An analysis of National Lottery funding over a period of a decade has now shown quite clearly that having a local minister can be enormously beneficial.
In the period from 1998 to 2008, four ministers headed the Department of Arts, Sport and Tourism including Séamus Brennan, who served for a short stint before his death.
The home counties of the other three ministers – Jim McDaid, John O'Donoghue and Martin Cullen – all feature in the top six counties for funding from lottery grants.
On the basis of funding per head of population, only two counties exceeded the €200 per person mark during the decade.
Kerry, during the period between 2002 and 2007 when O'Donoghue served, experienced a boom in funding and topped the table with nearly €205 spent per person.
Next on the list was Donegal, the home constituency of Jim McDaid, who served five years as arts and sport minister from 1997 onwards.

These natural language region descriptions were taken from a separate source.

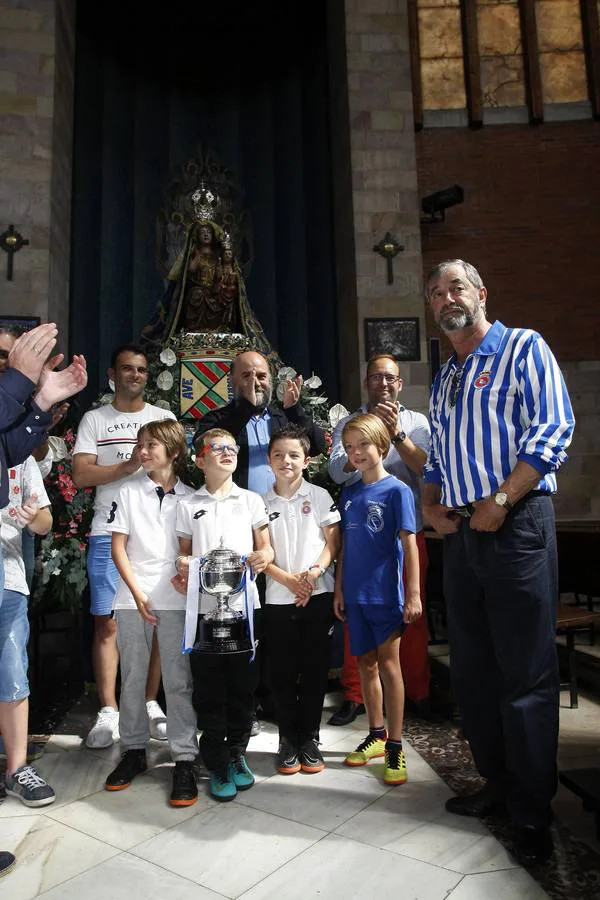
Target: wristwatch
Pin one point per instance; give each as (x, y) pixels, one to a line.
(501, 499)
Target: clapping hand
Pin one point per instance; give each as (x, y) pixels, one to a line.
(26, 513)
(55, 386)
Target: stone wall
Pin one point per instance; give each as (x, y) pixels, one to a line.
(36, 76)
(579, 479)
(384, 173)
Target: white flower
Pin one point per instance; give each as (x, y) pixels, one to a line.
(313, 382)
(168, 357)
(57, 447)
(165, 381)
(285, 373)
(337, 413)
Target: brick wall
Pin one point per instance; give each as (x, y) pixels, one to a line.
(384, 175)
(531, 224)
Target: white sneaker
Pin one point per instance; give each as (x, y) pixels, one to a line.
(105, 730)
(157, 721)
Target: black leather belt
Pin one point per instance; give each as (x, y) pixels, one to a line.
(467, 511)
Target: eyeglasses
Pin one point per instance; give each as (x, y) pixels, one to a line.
(219, 449)
(455, 385)
(382, 377)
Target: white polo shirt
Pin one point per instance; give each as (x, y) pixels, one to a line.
(23, 481)
(296, 528)
(111, 436)
(207, 519)
(152, 545)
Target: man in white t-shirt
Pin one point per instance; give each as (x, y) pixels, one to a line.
(104, 456)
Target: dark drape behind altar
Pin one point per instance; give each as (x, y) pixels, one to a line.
(248, 81)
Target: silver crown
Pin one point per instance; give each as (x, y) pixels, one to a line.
(206, 203)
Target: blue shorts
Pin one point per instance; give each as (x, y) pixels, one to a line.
(371, 626)
(102, 574)
(14, 634)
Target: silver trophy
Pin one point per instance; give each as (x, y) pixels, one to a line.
(222, 630)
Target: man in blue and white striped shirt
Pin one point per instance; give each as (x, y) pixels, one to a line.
(501, 421)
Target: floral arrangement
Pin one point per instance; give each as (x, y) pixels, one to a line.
(61, 575)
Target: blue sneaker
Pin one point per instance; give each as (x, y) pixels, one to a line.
(34, 751)
(222, 785)
(242, 775)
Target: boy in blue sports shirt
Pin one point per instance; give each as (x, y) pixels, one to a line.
(378, 528)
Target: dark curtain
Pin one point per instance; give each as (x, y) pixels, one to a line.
(249, 81)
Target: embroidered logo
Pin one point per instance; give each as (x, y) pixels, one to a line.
(375, 517)
(482, 380)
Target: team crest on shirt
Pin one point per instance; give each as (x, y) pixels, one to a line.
(375, 517)
(482, 380)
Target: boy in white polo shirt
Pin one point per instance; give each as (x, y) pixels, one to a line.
(144, 547)
(223, 685)
(303, 523)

Former minister Martin Cullen had less than two years in the position but his county of Waterford still managed to climb to sixth place in the funding stakes.
Looking after your own constituency however, while useful in securing a seat at the next election, does little for your long-term career prospects.
McDaid, a rising star in Fianna Fáil in the late 1990s, lost his seat at cabinet following the 2002 general election.
His political career was effectively ended when he was arrested for drunk driving after being found driving the wrong way down the Naas dual carriageway.
The career of his successor John O'Donoghue also went on a downward slide and the former minister for justice would also lose his cabinet seat, before being offered the position of ceann comhairle.
Things only got worse for O'Donoghue, and it was ironically his own expenditure on
overseas travel while at the Department of Arts, Sport and Tourism that led to his resignation.
During the 10 years for which figures are available, the department was responsible for doling out €618m in funding to thousands of sporting projects.
While counties like Kerry and Donegal benefited enormously from the funding bonanza, other areas of the country did not do nearly as well.
The lowest per capita funding of all was made available in Co Meath where the equivalent of €110.07 per person was provided from 1998 to 2008.
Co Carlow also fared badly in the lottery of sports funding, getting a total of just €5.6m – or the per capita equivalent of €111.80 – during the period in question.
The median amount of funding worked out at €145.82, with the two main urban areas of Dublin and Cork coming in well below average.